Issue (i): Whether, for the purpose of Section 125 of the Income Tax Act, 1918, a Surveyor discovers an undercharge when he concludes that the first assessment was wrong in law on the same facts already before him.
Analysis: The statutory language was treated as wide enough to cover the discovery that the earlier assessment was erroneous because the legal effect of known facts had been misunderstood. The Court preferred the reasoning that "discover" means finding out that chargeable profits or properties were omitted or that the taxpayer had been underassessed, even where the omission resulted from a mistake of law rather than from a newly ascertained fact. Earlier observations suggesting that discovery could not include a mere change of opinion on the same facts were not treated as controlling where they did not decide the point.
Conclusion: The discovery requirement was satisfied even though the error was one of law on facts already known.
Issue (ii): Whether the expression "undercharged" in Section 125 is confined to cases of factual error and excludes a mistaken view of the law.

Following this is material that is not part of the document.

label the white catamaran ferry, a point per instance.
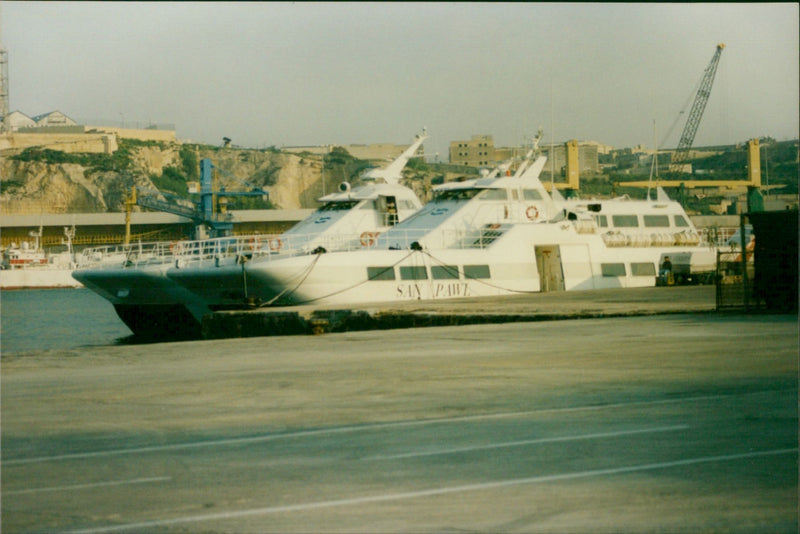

Analysis: The Court held that there was no basis for reading into the section a limitation that would confine "undercharged" to accidental or factual mistakes only. The words were given their ordinary meaning, and the Court rejected an artificial narrowing of the provision. On that construction, an undercharge includes an assessment that is wrong because the law has been misapplied.
Conclusion: The word "undercharged" includes an underassessment caused by a mistake of law.
Final Conclusion: The statutory power to make additional assessments applied to the present case, and the taxpayer's challenge failed.
Ratio Decidendi: Under Section 125 of the Income Tax Act, 1918, a discovery includes finding out that an assessment is legally wrong on the facts already known, and an undercharge is not confined to factual mistakes.